2) Some minority-targeted formats like urban, jazz and Spanish are less commonly available than others.
3) “As in the 1990s, most minority-owned stations target minority listeners, but — also as in the 1990s — most minority-targeted stations are not minority-owned.”
4) Waldfogel found that stations in large groups tend to attract more listeners — overall, as well as among blacks and Hispanics — than do stations in smaller ownership groups.
5) The availability of minority-targeted stations seems to attract more minorities to radio listening, he wrote, though with qualifications.
6) The presence of minority-owned stations in a market appears to raise the amount of minority-targeted programming.
7) In the period Waldfogel studied (2005–2009), he found “mixed evidence” on the statistical relationship between ownership concentration and content variety. He said he was “unable to draw strong conclusions” using data from this time frame, but he cautioned that this is “not the same as a robust finding that there is no effect.” He said existing studies found that elevated ownership concentration raised the number of varieties available, “especially conditional” on the number of stations.

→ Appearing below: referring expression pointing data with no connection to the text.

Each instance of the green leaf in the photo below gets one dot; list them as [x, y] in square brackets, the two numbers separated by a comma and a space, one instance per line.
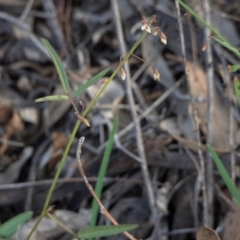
[90, 82]
[225, 176]
[102, 173]
[220, 39]
[236, 84]
[52, 98]
[234, 68]
[228, 46]
[104, 231]
[11, 226]
[58, 64]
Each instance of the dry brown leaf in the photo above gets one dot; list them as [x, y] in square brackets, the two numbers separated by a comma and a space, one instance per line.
[59, 143]
[205, 233]
[14, 125]
[220, 125]
[231, 229]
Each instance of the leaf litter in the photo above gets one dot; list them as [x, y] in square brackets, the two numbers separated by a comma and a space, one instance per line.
[33, 136]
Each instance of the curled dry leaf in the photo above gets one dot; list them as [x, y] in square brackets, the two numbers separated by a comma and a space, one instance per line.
[220, 118]
[205, 233]
[14, 125]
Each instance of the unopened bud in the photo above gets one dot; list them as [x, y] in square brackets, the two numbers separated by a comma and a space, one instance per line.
[156, 74]
[153, 19]
[146, 28]
[204, 47]
[155, 31]
[122, 73]
[163, 38]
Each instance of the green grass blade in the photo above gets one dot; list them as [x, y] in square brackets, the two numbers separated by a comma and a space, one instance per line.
[105, 231]
[102, 173]
[11, 226]
[228, 46]
[225, 176]
[52, 98]
[213, 30]
[90, 82]
[58, 64]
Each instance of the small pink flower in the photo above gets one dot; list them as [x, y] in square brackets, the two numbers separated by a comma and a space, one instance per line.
[122, 73]
[156, 74]
[145, 25]
[155, 31]
[163, 38]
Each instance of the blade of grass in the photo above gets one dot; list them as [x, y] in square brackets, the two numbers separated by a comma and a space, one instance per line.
[102, 173]
[105, 231]
[52, 98]
[213, 30]
[58, 64]
[90, 82]
[225, 176]
[89, 107]
[228, 46]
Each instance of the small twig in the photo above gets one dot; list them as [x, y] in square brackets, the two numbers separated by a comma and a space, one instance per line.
[103, 210]
[147, 112]
[140, 145]
[200, 153]
[9, 18]
[61, 224]
[210, 84]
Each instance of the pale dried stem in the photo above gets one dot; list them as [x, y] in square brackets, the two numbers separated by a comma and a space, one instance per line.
[210, 107]
[103, 210]
[200, 153]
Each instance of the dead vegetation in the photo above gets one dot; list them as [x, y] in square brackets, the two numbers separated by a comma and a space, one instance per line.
[155, 174]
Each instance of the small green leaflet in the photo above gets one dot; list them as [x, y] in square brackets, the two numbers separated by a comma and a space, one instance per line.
[228, 46]
[236, 85]
[234, 68]
[52, 98]
[104, 231]
[58, 64]
[11, 226]
[90, 82]
[225, 176]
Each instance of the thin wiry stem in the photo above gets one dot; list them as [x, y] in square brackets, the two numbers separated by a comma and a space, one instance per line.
[210, 83]
[140, 145]
[103, 210]
[200, 153]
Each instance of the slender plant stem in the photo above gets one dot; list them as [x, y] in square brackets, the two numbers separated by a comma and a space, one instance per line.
[61, 224]
[89, 107]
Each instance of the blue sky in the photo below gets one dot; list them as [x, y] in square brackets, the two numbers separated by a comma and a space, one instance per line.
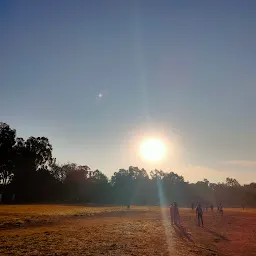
[177, 70]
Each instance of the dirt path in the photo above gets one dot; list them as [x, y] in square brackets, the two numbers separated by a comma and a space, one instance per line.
[130, 234]
[138, 232]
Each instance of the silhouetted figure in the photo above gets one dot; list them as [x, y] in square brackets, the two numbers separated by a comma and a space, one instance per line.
[176, 214]
[172, 214]
[199, 213]
[221, 209]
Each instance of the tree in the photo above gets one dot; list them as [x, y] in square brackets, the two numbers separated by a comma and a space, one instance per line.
[7, 141]
[30, 156]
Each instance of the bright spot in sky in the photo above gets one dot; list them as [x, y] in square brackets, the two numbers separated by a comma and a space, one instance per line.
[152, 149]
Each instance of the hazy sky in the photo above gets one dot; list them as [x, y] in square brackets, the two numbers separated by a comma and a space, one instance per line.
[183, 71]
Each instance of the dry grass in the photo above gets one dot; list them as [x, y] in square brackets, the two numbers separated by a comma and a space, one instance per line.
[80, 230]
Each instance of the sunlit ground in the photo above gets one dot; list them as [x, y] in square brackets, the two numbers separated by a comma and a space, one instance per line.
[81, 230]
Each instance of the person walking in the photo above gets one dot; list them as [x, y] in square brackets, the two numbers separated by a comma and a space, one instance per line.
[172, 214]
[199, 213]
[176, 214]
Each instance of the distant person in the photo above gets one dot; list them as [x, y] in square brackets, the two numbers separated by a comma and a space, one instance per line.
[172, 214]
[176, 214]
[199, 214]
[221, 209]
[13, 198]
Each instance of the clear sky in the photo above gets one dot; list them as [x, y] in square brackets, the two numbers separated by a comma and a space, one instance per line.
[97, 76]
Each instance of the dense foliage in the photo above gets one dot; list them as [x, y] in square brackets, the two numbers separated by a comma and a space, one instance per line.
[29, 171]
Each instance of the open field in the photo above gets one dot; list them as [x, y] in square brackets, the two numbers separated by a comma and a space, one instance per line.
[82, 230]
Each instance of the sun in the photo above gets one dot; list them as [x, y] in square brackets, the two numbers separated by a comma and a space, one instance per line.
[152, 149]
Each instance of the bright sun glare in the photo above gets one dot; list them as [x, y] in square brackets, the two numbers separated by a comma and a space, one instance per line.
[152, 149]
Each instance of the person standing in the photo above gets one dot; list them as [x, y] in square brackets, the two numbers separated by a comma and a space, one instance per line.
[199, 213]
[221, 209]
[176, 214]
[172, 214]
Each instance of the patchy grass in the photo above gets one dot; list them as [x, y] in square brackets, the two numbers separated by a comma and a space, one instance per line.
[81, 230]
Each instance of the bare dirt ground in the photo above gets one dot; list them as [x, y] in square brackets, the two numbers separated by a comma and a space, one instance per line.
[82, 230]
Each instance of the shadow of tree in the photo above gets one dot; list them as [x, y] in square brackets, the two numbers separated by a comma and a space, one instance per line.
[217, 234]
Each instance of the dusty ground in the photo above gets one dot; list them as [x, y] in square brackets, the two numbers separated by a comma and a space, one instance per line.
[81, 230]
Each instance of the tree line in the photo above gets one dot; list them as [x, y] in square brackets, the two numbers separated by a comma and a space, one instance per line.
[29, 171]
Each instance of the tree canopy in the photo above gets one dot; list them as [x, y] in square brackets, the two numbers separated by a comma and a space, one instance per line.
[28, 170]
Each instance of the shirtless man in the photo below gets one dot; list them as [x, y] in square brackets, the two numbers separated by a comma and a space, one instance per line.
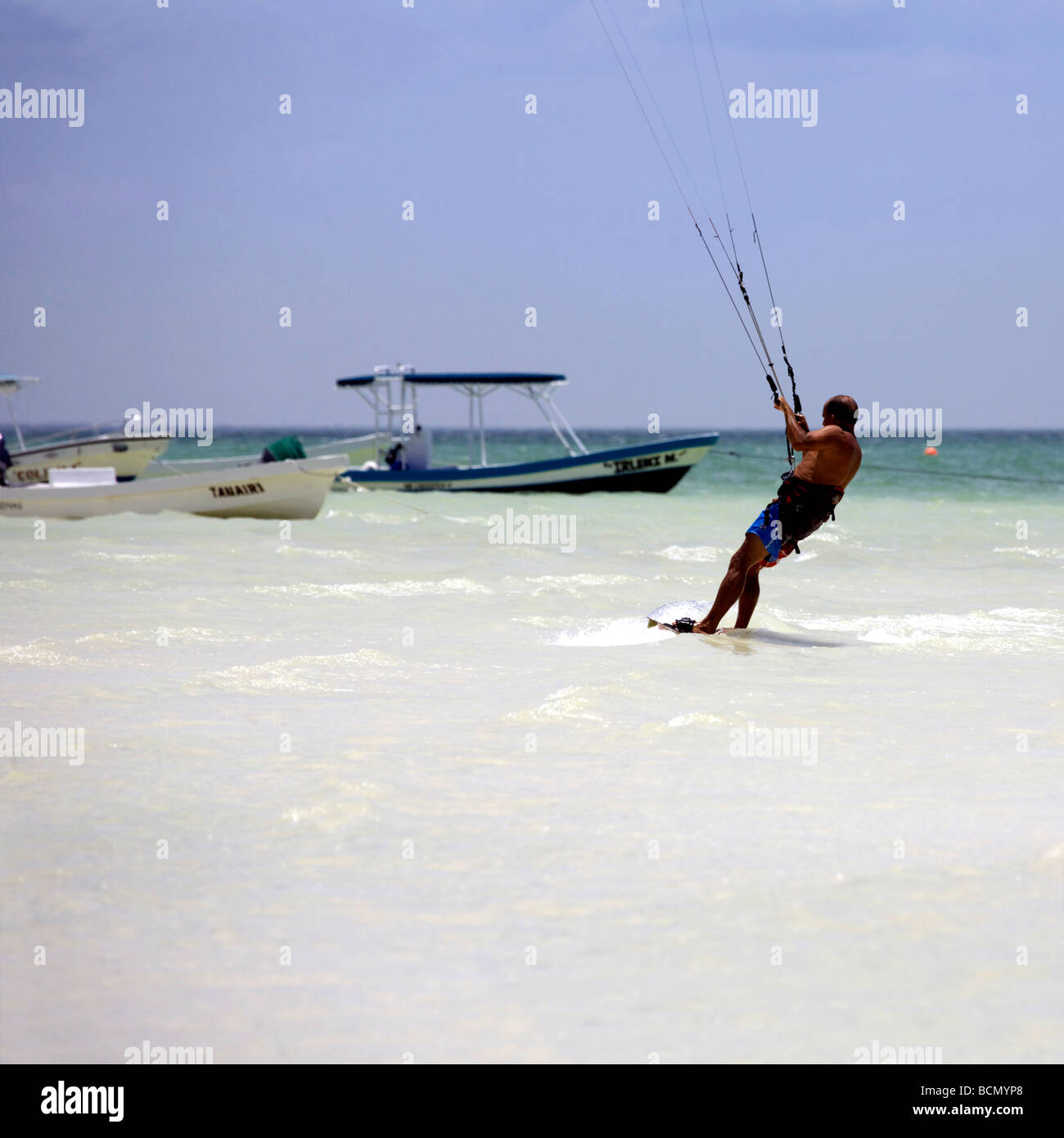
[831, 458]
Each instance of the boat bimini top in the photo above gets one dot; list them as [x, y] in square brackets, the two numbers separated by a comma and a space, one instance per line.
[393, 391]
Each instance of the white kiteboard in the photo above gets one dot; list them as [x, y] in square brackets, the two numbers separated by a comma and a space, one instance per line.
[670, 613]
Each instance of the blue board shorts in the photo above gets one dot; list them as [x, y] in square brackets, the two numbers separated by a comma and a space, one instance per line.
[769, 530]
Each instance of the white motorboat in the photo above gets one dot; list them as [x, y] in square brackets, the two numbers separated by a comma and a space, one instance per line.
[128, 457]
[391, 394]
[289, 490]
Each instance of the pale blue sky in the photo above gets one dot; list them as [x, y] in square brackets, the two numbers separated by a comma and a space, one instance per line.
[428, 104]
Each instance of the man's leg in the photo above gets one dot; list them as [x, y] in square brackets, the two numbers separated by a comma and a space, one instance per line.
[750, 553]
[748, 601]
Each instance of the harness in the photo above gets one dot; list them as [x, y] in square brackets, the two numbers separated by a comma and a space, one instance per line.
[804, 508]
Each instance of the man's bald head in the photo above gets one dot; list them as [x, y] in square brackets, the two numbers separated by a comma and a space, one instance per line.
[842, 410]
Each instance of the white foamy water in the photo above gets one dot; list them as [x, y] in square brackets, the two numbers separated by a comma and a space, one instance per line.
[419, 761]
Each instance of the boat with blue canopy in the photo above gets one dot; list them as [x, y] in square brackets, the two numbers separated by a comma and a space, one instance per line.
[404, 461]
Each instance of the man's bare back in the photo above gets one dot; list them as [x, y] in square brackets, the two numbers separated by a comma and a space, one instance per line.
[831, 457]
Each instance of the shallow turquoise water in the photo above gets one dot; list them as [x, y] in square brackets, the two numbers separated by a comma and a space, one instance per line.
[494, 817]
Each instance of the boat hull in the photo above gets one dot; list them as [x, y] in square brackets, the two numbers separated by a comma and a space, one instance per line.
[128, 457]
[291, 490]
[647, 467]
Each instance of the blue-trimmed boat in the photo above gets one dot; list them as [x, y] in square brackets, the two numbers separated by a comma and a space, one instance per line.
[404, 458]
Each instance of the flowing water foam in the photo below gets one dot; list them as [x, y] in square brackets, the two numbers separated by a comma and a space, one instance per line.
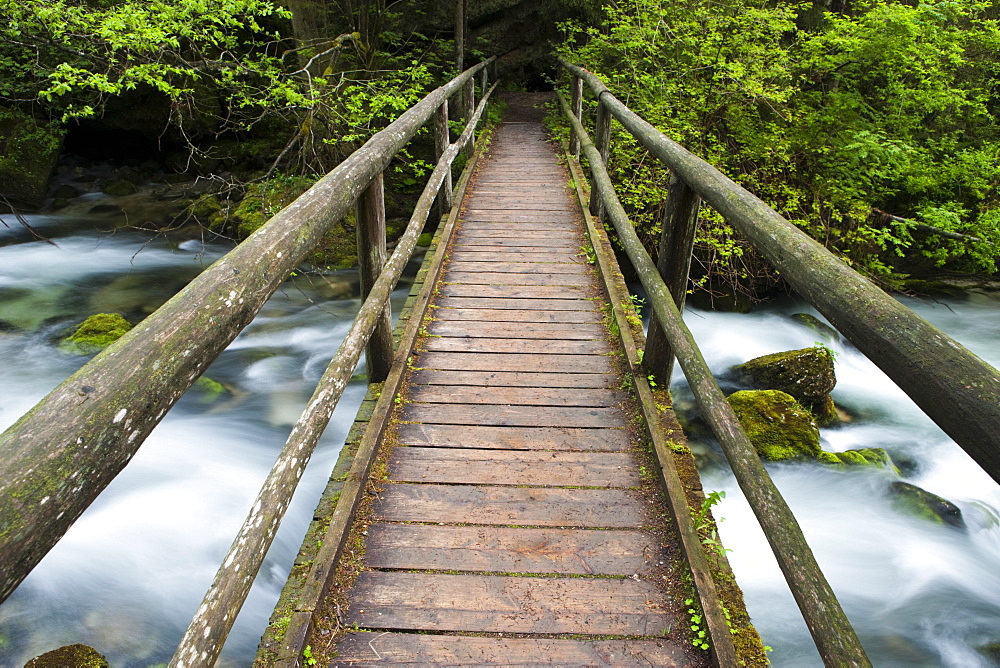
[917, 593]
[129, 574]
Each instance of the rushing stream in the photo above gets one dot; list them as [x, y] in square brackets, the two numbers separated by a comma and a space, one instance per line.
[918, 593]
[128, 576]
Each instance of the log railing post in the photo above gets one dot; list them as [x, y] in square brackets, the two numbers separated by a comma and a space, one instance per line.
[371, 258]
[602, 134]
[441, 140]
[674, 264]
[576, 101]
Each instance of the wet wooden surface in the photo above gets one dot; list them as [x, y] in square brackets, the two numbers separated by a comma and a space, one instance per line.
[512, 504]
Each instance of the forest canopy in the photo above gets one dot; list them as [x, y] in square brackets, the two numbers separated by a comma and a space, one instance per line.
[874, 127]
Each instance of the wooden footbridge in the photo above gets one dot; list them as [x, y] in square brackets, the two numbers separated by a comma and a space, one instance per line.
[516, 489]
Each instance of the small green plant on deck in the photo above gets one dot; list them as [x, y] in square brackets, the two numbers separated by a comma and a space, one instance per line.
[700, 639]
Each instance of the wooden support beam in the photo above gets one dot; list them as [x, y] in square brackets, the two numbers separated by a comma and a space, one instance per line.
[442, 138]
[602, 132]
[953, 386]
[674, 264]
[59, 456]
[371, 258]
[576, 100]
[833, 634]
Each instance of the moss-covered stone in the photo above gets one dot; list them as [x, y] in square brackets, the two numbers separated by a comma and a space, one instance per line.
[777, 425]
[806, 374]
[876, 457]
[918, 502]
[28, 153]
[95, 333]
[75, 656]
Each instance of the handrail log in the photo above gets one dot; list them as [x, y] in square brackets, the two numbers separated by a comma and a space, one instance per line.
[60, 455]
[832, 632]
[949, 383]
[207, 632]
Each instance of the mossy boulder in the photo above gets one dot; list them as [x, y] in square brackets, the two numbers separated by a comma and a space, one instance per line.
[28, 153]
[806, 374]
[875, 457]
[918, 502]
[816, 325]
[777, 425]
[76, 656]
[96, 333]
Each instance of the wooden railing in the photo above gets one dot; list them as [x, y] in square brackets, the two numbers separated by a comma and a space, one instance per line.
[60, 455]
[958, 390]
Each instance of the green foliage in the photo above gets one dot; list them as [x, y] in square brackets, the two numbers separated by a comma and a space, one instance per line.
[888, 108]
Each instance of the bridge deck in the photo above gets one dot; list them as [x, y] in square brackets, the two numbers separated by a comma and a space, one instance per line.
[514, 503]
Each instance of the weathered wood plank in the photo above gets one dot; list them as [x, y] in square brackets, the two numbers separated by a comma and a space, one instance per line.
[553, 364]
[505, 549]
[422, 649]
[525, 438]
[489, 378]
[516, 304]
[491, 603]
[513, 278]
[535, 243]
[508, 215]
[511, 315]
[519, 330]
[544, 255]
[507, 232]
[513, 226]
[517, 467]
[579, 269]
[449, 344]
[515, 396]
[514, 416]
[518, 506]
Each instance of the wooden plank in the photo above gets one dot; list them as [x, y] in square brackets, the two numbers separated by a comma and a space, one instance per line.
[517, 304]
[508, 215]
[501, 230]
[514, 396]
[506, 549]
[577, 269]
[465, 466]
[512, 315]
[513, 226]
[512, 379]
[515, 243]
[514, 416]
[553, 364]
[493, 603]
[518, 506]
[519, 330]
[451, 344]
[423, 649]
[525, 438]
[545, 255]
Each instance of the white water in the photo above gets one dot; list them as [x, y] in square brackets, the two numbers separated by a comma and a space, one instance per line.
[917, 593]
[128, 576]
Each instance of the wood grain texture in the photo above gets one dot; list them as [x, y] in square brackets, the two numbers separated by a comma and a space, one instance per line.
[493, 378]
[410, 649]
[514, 438]
[519, 467]
[517, 346]
[514, 396]
[491, 603]
[508, 550]
[513, 416]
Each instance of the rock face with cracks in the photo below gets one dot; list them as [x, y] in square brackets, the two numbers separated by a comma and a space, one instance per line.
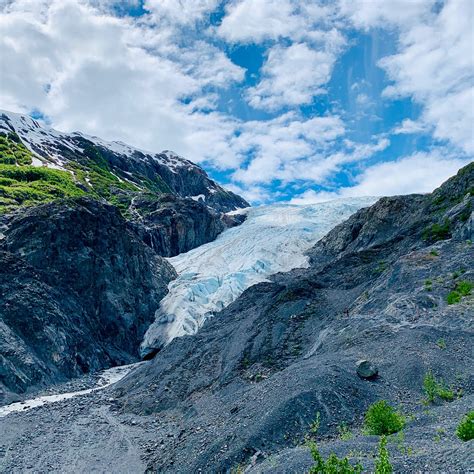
[78, 290]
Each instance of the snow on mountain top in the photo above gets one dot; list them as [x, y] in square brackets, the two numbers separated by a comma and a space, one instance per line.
[42, 139]
[272, 239]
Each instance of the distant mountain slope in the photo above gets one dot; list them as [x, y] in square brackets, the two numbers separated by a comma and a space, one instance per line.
[111, 170]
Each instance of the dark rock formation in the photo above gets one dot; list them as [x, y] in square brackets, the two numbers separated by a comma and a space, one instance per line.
[366, 369]
[253, 379]
[78, 290]
[171, 225]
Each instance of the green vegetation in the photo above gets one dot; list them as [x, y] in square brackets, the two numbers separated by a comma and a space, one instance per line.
[382, 463]
[332, 465]
[465, 429]
[344, 432]
[27, 185]
[382, 419]
[436, 388]
[462, 288]
[437, 232]
[13, 152]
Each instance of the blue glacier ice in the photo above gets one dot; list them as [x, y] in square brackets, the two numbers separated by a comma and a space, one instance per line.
[272, 239]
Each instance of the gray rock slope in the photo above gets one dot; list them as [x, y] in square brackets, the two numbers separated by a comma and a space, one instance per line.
[243, 393]
[249, 384]
[171, 225]
[78, 290]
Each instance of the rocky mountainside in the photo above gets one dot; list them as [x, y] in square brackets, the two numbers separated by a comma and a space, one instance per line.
[169, 200]
[78, 291]
[393, 285]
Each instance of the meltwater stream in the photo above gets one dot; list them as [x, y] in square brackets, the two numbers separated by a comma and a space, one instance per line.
[272, 239]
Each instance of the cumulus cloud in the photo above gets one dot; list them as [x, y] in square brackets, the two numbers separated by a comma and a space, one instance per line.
[94, 72]
[164, 80]
[418, 173]
[258, 20]
[435, 66]
[291, 76]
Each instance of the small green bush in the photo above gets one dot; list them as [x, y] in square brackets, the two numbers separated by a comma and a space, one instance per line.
[434, 387]
[465, 429]
[332, 465]
[382, 419]
[462, 288]
[382, 463]
[344, 432]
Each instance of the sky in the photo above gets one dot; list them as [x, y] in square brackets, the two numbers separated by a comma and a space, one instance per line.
[279, 100]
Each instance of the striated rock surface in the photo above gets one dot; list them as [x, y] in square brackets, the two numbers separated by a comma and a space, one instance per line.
[171, 225]
[78, 290]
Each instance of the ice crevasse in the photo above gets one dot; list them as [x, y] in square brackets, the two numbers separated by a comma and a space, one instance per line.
[272, 239]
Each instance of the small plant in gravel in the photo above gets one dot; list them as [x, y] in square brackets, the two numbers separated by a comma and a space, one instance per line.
[462, 288]
[465, 429]
[382, 463]
[382, 419]
[331, 465]
[345, 434]
[436, 388]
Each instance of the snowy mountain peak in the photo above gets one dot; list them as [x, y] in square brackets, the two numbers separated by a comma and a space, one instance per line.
[112, 169]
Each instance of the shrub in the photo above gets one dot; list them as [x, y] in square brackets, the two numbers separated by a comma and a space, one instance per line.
[382, 463]
[465, 429]
[435, 387]
[462, 288]
[344, 432]
[332, 465]
[382, 419]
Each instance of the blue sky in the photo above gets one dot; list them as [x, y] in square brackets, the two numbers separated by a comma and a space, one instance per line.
[277, 99]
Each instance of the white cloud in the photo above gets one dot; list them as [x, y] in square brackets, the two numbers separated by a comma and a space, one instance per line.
[418, 173]
[382, 13]
[258, 20]
[435, 66]
[409, 126]
[291, 76]
[277, 145]
[183, 12]
[115, 78]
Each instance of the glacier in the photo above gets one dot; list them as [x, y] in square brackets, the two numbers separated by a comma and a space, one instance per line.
[272, 239]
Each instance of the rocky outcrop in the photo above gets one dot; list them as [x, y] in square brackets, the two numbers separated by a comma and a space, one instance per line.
[78, 290]
[113, 170]
[171, 225]
[249, 384]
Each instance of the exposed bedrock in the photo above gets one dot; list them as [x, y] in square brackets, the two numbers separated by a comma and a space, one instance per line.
[78, 290]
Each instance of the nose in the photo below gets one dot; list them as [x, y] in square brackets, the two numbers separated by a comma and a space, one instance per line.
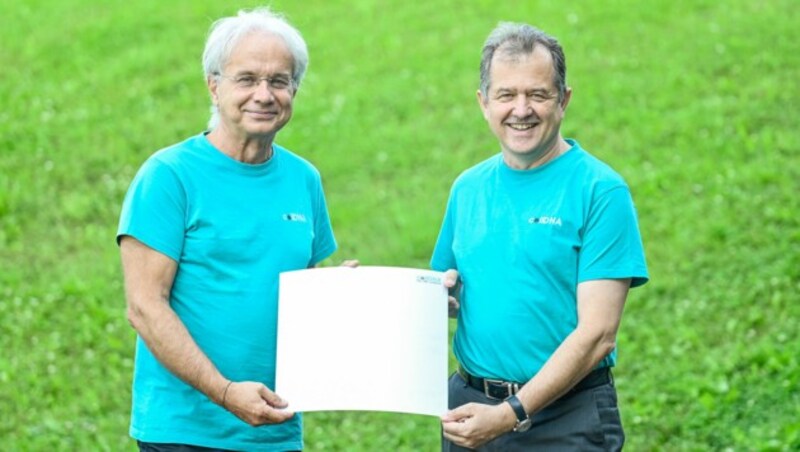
[262, 92]
[522, 106]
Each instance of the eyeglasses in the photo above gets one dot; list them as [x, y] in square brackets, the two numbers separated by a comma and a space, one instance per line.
[248, 81]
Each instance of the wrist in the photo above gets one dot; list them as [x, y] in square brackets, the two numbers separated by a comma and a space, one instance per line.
[509, 417]
[522, 421]
[223, 394]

The report makes for dry reading but it provides insight into the challenges (and processes) in trying to quantify things that don’t easily lend themselves to being quantified.
The charts and data toward the end are intriguing, looking at factors such as “Minority and Group Radio Station Ownership,” “Black and White Listening Patterns” by format and “Metro Area Station Availability” (in which we learn for instance that in 2009, 95% of 300 Arbitron metros had at least one country station, 48% had an urban station and 6% had an easy listening/beautiful music outlet).
The studies can be found on its website under “Ownership Studies.”
These reports by scholars outside the agency are meant to help the commission in its periodic media ownership review (MB Docket No. 09-182). Overall, the studies look at issues that affect diversity, competition and localism. Comments are due July 12.